Les engins de chantier, qui sont également nommés en langage courant des engins de travaux publics, peuvent être obligés de circuler sur les voies publiques. Ces circulations ont surtout lieu lors des différents transferts d’un endroit à un autre. Mais puisque ces engins de chantier sont amenés à rouler parfois sur le réseau routier, sont-ils aussi soumis aux règles d’immatriculation des véhicules ?

L’immatriculation des engins de chantier de catégorie 1

Les engins de chantier dans la catégorie 1 selon carte grise.org sont les engins qui présentent un caractère routier prédominant. Ce type d’engins est soumis aux différentes règles du Code de la route et les règles relatives à l’immatriculation en font partie. Il en est de même en ce qui concerne les règles de gabarit, d’éclairage, de signalisation…

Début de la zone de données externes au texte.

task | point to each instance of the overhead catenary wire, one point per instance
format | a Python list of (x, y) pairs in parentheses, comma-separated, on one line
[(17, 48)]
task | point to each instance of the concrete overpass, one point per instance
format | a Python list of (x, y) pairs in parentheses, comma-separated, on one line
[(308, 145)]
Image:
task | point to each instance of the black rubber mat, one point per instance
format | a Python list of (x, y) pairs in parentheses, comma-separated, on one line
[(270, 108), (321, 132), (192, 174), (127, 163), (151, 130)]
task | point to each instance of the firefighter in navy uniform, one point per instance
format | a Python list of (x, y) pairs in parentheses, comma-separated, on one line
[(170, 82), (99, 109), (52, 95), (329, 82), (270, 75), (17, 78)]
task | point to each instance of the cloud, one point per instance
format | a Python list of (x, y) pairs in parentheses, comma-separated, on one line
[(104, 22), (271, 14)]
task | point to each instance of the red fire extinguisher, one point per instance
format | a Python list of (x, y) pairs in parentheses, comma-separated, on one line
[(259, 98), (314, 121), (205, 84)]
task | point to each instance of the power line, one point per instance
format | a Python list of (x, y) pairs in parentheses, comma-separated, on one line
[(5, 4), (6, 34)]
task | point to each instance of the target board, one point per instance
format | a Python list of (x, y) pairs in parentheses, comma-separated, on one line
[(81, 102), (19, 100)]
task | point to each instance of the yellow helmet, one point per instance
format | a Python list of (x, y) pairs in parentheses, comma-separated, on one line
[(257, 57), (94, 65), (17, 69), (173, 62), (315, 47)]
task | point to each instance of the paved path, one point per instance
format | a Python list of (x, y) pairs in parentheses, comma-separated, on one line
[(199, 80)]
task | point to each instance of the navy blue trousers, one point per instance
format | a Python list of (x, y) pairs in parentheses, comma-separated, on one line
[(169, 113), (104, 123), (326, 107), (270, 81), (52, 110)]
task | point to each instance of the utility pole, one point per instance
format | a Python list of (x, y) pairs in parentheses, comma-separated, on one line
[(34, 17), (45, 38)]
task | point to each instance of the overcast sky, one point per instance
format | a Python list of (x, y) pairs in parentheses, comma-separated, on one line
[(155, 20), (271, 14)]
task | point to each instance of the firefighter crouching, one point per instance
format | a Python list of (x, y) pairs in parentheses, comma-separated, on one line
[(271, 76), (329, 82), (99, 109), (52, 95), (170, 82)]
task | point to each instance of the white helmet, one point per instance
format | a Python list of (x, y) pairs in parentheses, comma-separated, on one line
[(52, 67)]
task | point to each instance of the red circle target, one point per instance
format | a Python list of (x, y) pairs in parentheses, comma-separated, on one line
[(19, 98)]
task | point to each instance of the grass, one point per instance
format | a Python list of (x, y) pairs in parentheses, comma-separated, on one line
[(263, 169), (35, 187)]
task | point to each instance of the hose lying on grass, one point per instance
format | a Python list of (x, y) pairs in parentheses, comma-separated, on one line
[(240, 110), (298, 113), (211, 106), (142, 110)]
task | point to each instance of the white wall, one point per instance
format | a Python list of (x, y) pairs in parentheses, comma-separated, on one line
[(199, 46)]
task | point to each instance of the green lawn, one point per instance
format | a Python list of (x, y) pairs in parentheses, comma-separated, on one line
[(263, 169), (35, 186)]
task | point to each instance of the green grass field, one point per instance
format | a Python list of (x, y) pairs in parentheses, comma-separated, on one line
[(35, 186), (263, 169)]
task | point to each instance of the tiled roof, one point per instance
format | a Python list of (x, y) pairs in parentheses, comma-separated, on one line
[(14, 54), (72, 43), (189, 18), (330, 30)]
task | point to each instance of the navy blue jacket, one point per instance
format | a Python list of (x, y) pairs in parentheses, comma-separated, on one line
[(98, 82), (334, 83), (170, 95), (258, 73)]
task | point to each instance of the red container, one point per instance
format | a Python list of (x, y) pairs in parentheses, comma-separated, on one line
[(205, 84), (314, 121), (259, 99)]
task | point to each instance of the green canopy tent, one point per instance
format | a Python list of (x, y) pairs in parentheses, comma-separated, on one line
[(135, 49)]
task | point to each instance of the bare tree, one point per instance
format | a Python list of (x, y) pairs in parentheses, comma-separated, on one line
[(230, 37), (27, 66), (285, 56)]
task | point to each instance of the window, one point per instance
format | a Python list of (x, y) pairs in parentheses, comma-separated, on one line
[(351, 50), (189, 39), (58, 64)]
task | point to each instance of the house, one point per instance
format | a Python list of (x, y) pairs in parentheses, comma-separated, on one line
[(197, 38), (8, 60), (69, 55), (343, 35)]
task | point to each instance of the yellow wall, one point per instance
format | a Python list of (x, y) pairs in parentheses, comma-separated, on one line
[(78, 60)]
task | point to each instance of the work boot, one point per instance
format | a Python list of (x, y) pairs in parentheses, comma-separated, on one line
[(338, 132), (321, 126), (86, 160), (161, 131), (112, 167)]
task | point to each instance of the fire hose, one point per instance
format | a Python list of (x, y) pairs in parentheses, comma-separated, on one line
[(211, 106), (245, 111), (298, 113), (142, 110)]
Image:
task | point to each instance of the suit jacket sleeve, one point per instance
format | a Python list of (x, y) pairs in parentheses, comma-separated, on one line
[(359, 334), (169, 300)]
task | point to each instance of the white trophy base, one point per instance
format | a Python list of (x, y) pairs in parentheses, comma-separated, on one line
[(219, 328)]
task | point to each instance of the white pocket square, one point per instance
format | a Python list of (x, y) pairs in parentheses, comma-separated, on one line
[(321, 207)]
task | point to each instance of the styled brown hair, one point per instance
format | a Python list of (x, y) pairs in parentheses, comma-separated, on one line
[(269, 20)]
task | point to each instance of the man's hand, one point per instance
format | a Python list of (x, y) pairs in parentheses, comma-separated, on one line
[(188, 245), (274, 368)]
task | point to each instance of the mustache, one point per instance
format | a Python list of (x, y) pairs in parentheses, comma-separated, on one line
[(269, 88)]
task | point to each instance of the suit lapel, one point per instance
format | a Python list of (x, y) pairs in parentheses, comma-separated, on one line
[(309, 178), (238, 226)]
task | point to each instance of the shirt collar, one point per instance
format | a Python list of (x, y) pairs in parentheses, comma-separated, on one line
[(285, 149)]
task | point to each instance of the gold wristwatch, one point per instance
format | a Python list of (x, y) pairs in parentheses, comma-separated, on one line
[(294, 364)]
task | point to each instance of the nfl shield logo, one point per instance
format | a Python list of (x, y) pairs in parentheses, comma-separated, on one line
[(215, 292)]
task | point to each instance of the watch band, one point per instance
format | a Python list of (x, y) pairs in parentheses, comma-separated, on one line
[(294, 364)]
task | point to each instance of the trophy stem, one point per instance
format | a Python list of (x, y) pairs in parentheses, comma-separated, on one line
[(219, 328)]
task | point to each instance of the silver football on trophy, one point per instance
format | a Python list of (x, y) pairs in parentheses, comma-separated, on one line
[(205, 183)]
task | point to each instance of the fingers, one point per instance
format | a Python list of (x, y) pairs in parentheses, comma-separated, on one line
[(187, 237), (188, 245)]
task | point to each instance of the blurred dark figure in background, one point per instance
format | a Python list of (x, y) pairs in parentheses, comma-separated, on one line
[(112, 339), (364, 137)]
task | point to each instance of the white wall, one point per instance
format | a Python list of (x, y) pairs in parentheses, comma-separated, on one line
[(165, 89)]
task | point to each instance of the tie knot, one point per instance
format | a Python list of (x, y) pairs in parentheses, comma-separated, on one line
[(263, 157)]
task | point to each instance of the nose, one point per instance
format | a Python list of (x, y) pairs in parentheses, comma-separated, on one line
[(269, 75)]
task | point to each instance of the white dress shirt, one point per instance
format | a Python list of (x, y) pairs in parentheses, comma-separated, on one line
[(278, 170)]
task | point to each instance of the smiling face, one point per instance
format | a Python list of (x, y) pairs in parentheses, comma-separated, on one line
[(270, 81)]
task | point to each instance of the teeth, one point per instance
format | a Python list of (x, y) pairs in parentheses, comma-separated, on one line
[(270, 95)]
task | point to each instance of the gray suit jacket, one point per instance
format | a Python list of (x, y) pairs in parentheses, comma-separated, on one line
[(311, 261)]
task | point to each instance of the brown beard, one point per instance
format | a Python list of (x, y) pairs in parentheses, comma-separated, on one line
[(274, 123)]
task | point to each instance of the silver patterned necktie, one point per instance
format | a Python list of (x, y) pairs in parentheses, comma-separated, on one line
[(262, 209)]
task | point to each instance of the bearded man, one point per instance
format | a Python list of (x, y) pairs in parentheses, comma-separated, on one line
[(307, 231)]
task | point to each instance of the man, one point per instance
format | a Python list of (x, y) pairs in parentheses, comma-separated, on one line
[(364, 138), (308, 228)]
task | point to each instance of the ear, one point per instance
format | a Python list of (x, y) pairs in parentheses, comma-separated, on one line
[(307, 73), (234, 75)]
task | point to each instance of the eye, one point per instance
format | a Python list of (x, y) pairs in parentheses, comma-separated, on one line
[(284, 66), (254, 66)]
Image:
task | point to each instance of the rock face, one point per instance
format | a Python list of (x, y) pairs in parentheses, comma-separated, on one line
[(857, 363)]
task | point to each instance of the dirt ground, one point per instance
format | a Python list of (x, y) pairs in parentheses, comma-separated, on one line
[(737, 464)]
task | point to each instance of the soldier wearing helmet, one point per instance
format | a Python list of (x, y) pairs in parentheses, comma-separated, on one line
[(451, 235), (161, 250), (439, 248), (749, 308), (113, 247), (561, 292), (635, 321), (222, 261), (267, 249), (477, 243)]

L’immatriculation des engins de chantier de catégorie 2

En principe, les engins de chantier sont classés dans la catégorie 2 qui définit des matériels roulants dont le caractère routier n’est pas prédominant. Ces engins spécifiquement conçus pour les travaux de chantier ou les travaux publics ne sont pas normalement utilisés sur les routes pour transporter des marchandises ou encore des personnes. Ces matériels sont également caractérisés par une absence de suspension et une vitesse de roulage limitée à 25 km/h. Ce genre de véhicule bénéficie alors de dispositions particulières. En effet, comme ils ne font pas l’objet d’une réception par le service des mines, les engins de chantier ne font donc pas non plus l’objet d’une immatriculation.

Une plaque constructeur en revanche

Toujours est-il que tout engin de chantier, qu’il soit de catégorie 1 ou 2, est amené à circuler sur les voies destinées à la circulation publique, il est obligatoire qu’il porte une plaque constructeur. Il devra aussi obligatoirement avoir une plaque d’exploitation, une assurance automobile « responsabilité civile » et également une assurance « RC Exploitation ».